Fauci has stated early 2021 as the goal for mass vaccination in the US if everything goes right. Provided that it works and provided that hundreds of millions of doses will be ready by EOY, and provided that the US govt. has already ordered enough of them - we can hope all the stars align. For the whole world, yes, it will take much longer than that.
>If all goes well, we should be looking at major relief by this year's end
While the news is encouraging, I think we need to pump the brakes a bit. It is very common for vaccine candidates to show promising cellular results (formation of neutralizing antibodies) and then utterly fall apart during actual efficacy testing (not actually prevent infection in people, or even actually make the infection worse when it happens). This is why most vaccines take 10-15 years to develop.
The paper (I'm sure it's been posted somewhere in thread). Surprisingly readable (if you have a basic understanding of immunology and Google), go check it out.
The TL;DR is they administered the vaccine to many people and compared the immune response, as measured by various immunology assays, and it elicited a noticeable response for every assay very close to the same responses from actual COVID patients. There were plenty of mild to moderate side effects, but they were reduced quite a bit using paracetamol (Tylenol, basically)
It's important to remember that vaccines for previous coronaviruses (SARS/MERS) had reports of generating anitbodies, but also causing immunopathic responses or immune enhancement syndrome:
https://www.ncbi.nlm.nih.gov/pmc/articles/PMC3335060/
https://www.pnas.org/content/117/15/8218
>Is it safe?
It's really really to early to say yes or no, and the fact that the article tries to make a claim either way, is worrying. Vaccines for new families of viruses traditionally take years or decades to develop. We still don't have vaccines for retroviruses like HIV/Herpes (and it may not be possible due to the nature of those viruses).
I've had all my vaccinations; I'm not an anti-vaxer. But I do have concerns on trying to push out any novel vaccine in less than two years without adequate testing.
Although this virus has killed many, the risk factor for it is nowhere near high enough to warrant an emergency vaccine. There are trials underway for inhaled steroids that look very promising, and there's a good chance this virus will burn out in our population long before a truly safe vaccine comes to market.
Having a viable treatment option seems much more valuable and safer than vaccinations in this particular case.
The on-going Phase 2/3 trials in the UK, South Africa and Brazil are designed to establish the efficacy of the vaccine under viral challenge. The idea is that you vaccinate a bunch of people (and an equally-sized control group) and wait around until a subset of them test positive for the virus. Then you unblind the groups and make sure that the people who got sick were in the control group. You also check for ADE (antibody dependent enhancement) to make sure the vaccine doesn't amplify the strength of the virus.
All your questions are valid, but this study doesn't claim to answer them. Those results are still forthcoming. Additionally, the risk of ADE is well understood and carefully considered in the design of these trials.
(Disclaimer - I'm a participant in the UK Phase 2/3 trial)
The OP did not claim that the study sought to answer the questions posed. The article does answer the question 'Is it safe?' with the word 'Yes' so I believe you are actually in agreement with the OP and the OP did understand that it is really early to say that, hence the critique.

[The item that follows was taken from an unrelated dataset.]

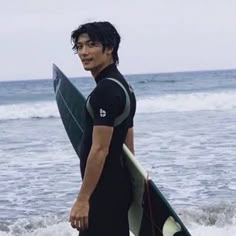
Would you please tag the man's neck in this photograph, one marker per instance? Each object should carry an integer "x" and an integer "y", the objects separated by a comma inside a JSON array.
[{"x": 97, "y": 70}]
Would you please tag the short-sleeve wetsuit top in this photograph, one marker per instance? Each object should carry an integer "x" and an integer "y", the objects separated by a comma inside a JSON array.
[{"x": 112, "y": 195}]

I have always thought those medical trials are conducted under an NDA against the patient, meaning you do not only not know what group you are in, you are not even allowed to tell you are being observed in such a study (to prevent accidental unblinding).

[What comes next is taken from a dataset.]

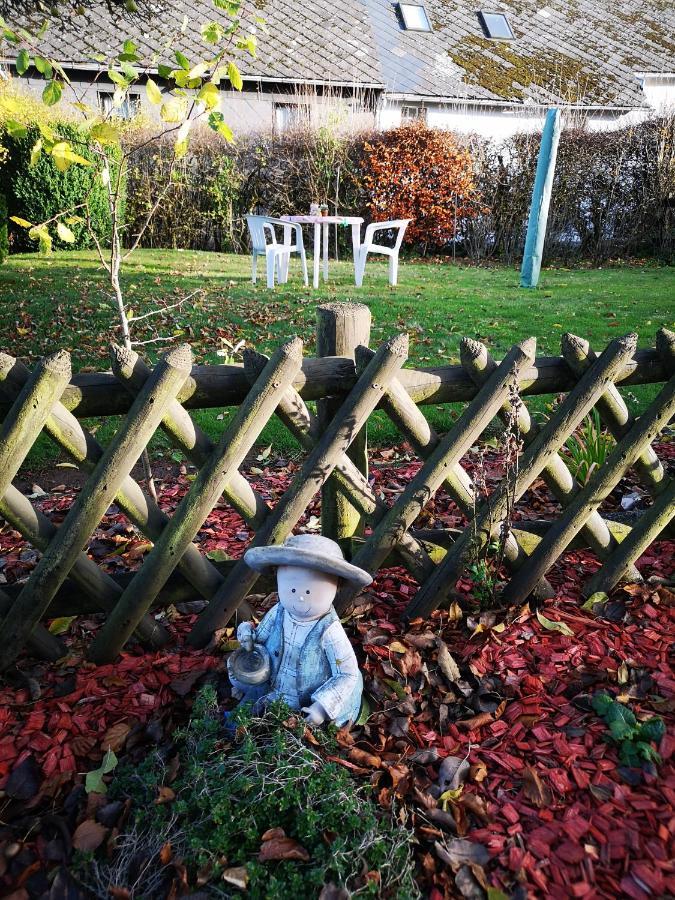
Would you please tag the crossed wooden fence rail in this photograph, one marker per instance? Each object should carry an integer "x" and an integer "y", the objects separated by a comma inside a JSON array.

I think your perception of the numbers are a little off here. In the UK, we were loosing 1100 people a day entirely through covid (https://coronavirus.data.gov.uk/) That was most from a few hot spots like london. (less than 10% of the population.) We were very close to overwhelming hospitals. when a hospital system is overwhelmed you get a very large spike in deaths, because stuff that's treatable isn't treated
without lockdown, those deaths would have grown exponentially. Something like 200-400k preventable deaths.
so, if we want to get out of lockdown, we need to have something to reduce the spread of the virus. One way is heard immunity (thats what the US is doing, and its not going very well) another is vaccine.
Now, given the UK example, if the vaccine causes 10 deaths, and 1000 severe reactions(ie hospitalised) thats still better than the 200k deaths and close to a million cases with complications
Deaths arn't the whole picture, its the people that recover with life altering injuries as well.
>COVID-19 associated UK deaths
>Deaths of people who have had a positive test result
These are people who died who tested positive for the the virus not people who died as a result of having the virus. Not very useful numbers since the virus spreads in hospitals.
The anti vaccination optics, of a vaccine killing people, would be so bad the resulting vaccination resistance could lead to millions of deaths.
Yes, statistics maybe say that it would be a good deal now. But if you assume it fuels the antivac fire and decreases measles vaccination by 10% for the next 10 years, then we are looking at a death toll 10-100 times larger than COVID in the future, from that disease alone.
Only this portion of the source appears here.